Повторюсь. Мы боремся за лучшее будущее Кубы при полной независимости от кого-либо. Куба может быть такой же страной как, например, Аргентина, Чехия, Южная Корея. Вот наша цель.
— Как вы оцениваете «перезагрузку» отношений между Кубой и США? К чему она может привести?
— Политика сближения более позитивная, чем политика изоляции. Это может способствовать, например, экономическим изменениям. Мы также ждем, что режим наконец перестанет говорить, что голод, нищета и другие проблемы у нас из-за американцев. Ждем, что народ поймет: во всем этом виновато правительство. При этом режим Кастро не предпринимает необходимые шаги в сфере соблюдения прав человека. Мы, кубинцы, своими силами должны отвоевать свои права. Визит Барака Обамы в чем-то поможет нам, но проблем не решит.
— Какие-то позитивные признаки вы видите?
— Например, мы видим рост числа туристов из США. Улучшается жизнь тех, у кого есть рестораны, жилье, которое можно сдавать. Улучшился доступ в интернет. Все больше людей связываются со своими родственниками по всему миру через Facebook, почту, мессенджеры. Это хорошо. Получая информацию, они меняют взгляды на жизнь, расширяют горизонты. Но важно изменить ментальность людей. Мы провели более тысячи интервью в различных районах, опросили людей разных профессий о том, как они оценивают визит Обамы. Большинство ответило: «Позитивно». Когда мы предлагали сказать это на камеру, многие отказывались, но большинство нам все же отвечали и выражали надежду, что визит может что-то изменить.
— Будете ли вы участвовать во встрече с Бараком Обамой?
— Надеюсь. Нас пригласили. Будет от 10 до 15 человек. Недавно меня задержала полиция на выходе из дома и отпустила только благодаря тому, что я попал в американские списки приглашенных.
— Планируются ли какие-то акции протеста на время визита президента Обамы?

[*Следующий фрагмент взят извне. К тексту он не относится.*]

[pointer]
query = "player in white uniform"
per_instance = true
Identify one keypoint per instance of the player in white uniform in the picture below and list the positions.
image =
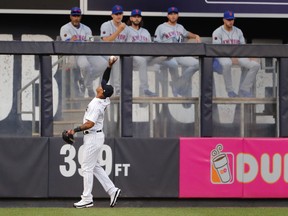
(115, 31)
(91, 67)
(139, 34)
(229, 34)
(94, 137)
(172, 32)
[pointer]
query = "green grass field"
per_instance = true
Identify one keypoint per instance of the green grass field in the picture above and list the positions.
(141, 211)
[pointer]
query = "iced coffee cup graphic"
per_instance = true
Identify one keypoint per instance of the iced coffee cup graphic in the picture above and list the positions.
(221, 165)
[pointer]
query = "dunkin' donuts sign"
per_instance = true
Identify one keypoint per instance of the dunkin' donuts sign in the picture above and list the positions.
(233, 167)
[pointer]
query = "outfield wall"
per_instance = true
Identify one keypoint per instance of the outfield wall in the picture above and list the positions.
(148, 168)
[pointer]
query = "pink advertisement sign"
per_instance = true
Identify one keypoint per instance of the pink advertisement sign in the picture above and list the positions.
(233, 167)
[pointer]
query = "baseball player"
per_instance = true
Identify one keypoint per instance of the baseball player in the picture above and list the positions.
(139, 34)
(172, 32)
(91, 67)
(229, 34)
(115, 30)
(92, 129)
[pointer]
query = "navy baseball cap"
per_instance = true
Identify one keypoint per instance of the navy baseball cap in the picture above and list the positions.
(108, 90)
(136, 12)
(76, 11)
(117, 9)
(172, 10)
(229, 15)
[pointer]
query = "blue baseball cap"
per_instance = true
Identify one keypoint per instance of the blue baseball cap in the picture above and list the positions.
(229, 15)
(75, 11)
(117, 9)
(172, 10)
(136, 12)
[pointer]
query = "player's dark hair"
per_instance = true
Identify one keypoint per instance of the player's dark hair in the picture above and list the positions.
(129, 23)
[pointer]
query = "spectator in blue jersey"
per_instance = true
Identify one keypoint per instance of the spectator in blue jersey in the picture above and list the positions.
(139, 34)
(229, 34)
(115, 30)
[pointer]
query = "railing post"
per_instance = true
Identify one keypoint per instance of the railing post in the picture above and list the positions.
(46, 107)
(283, 99)
(206, 93)
(126, 97)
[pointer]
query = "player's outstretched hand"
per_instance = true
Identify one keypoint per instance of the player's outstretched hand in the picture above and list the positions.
(112, 60)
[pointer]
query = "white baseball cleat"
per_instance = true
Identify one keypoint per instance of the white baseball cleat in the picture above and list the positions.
(83, 204)
(114, 197)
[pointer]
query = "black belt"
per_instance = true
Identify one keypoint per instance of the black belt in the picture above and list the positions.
(87, 132)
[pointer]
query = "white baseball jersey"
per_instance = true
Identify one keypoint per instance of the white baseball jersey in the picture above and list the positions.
(221, 36)
(68, 30)
(170, 34)
(140, 35)
(108, 28)
(95, 112)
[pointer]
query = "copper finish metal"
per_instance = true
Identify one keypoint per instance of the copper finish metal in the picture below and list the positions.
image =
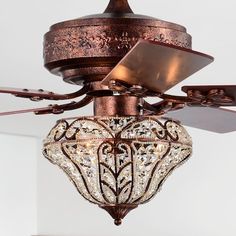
(121, 6)
(212, 95)
(52, 109)
(88, 48)
(118, 212)
(121, 105)
(212, 119)
(157, 66)
(40, 94)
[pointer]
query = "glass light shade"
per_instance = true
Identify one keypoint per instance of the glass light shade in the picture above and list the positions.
(118, 162)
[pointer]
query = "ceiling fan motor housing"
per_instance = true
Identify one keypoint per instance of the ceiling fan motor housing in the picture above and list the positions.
(87, 48)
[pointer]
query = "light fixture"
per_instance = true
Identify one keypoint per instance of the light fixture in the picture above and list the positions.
(120, 157)
(118, 162)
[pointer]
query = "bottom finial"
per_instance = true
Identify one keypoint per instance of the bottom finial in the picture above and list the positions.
(119, 211)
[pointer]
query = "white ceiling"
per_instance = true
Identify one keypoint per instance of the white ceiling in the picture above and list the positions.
(23, 24)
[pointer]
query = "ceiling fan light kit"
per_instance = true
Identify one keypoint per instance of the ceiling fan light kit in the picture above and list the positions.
(120, 157)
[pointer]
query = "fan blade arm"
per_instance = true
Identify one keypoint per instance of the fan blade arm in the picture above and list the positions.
(211, 95)
(40, 94)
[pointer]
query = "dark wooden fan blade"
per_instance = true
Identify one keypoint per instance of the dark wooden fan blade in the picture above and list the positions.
(157, 66)
(217, 120)
(40, 94)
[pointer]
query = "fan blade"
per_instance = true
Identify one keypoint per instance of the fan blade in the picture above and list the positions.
(40, 94)
(52, 109)
(216, 120)
(157, 66)
(219, 95)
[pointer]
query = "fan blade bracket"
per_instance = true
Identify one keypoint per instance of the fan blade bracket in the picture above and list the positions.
(156, 66)
(40, 94)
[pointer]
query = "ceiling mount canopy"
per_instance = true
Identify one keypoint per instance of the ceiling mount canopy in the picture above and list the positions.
(118, 6)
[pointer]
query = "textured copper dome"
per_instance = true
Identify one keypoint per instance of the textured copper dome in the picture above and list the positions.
(89, 47)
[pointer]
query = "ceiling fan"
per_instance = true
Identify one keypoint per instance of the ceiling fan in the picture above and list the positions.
(120, 157)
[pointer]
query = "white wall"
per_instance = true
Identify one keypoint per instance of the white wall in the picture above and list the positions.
(198, 199)
(18, 192)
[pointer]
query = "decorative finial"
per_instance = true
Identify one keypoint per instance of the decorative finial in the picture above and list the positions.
(118, 6)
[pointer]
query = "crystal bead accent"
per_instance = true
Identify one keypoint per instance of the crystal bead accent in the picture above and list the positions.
(118, 160)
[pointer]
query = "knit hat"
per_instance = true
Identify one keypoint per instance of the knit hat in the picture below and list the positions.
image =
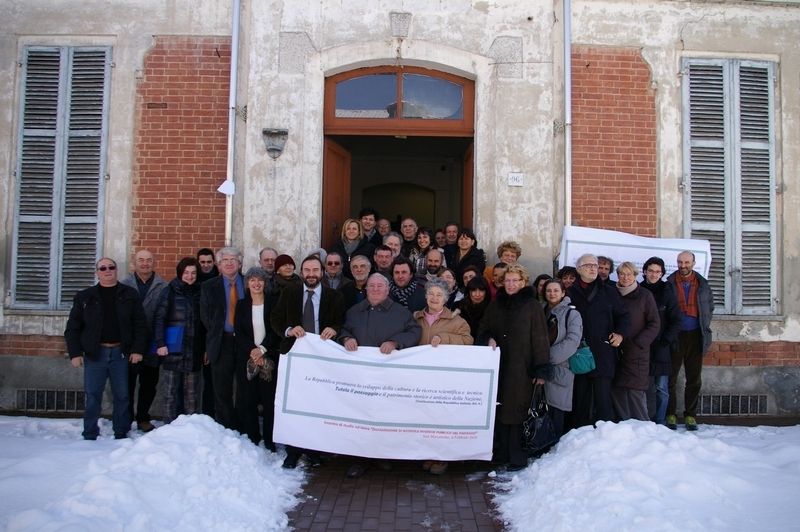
(283, 260)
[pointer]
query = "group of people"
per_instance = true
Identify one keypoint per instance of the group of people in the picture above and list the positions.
(220, 331)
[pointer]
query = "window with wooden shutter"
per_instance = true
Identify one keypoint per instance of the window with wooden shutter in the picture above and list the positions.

— Политика — искусство возможного. На востоке страны демонстрации продолжатся. Что же касается Гаваны, то там до конца визита Обамы будут сконцентрированы все репрессивные силы. Мы задумались о том, что будет лучше: 500–600 задержанных активистов или возможность встретиться с иностранной прессой и президентом США. И решили, что фото и видео со встречи дадут всей Кубе куда больше: люди увидят нас по телевидению. Делая выбор, мы смотрим в будущее, а не в настоящее.
— Кстати, о будущем. Чего вы ожидаете от 2018 года, когда должен уйти Рауль Кастро?
— Главное, чтобы он не поступил так, как в 1952 году поступил Рафаэль Трухильо в Доминиканской Республике — сделал президентом сына (Эктора Трухильо.— “Ъ”), который должен был согласовывать с ним каждое слово. Или как в России, когда Владимир Путин ушел с поста президента в премьеры, а потом вернулся. Мы не хотим этого.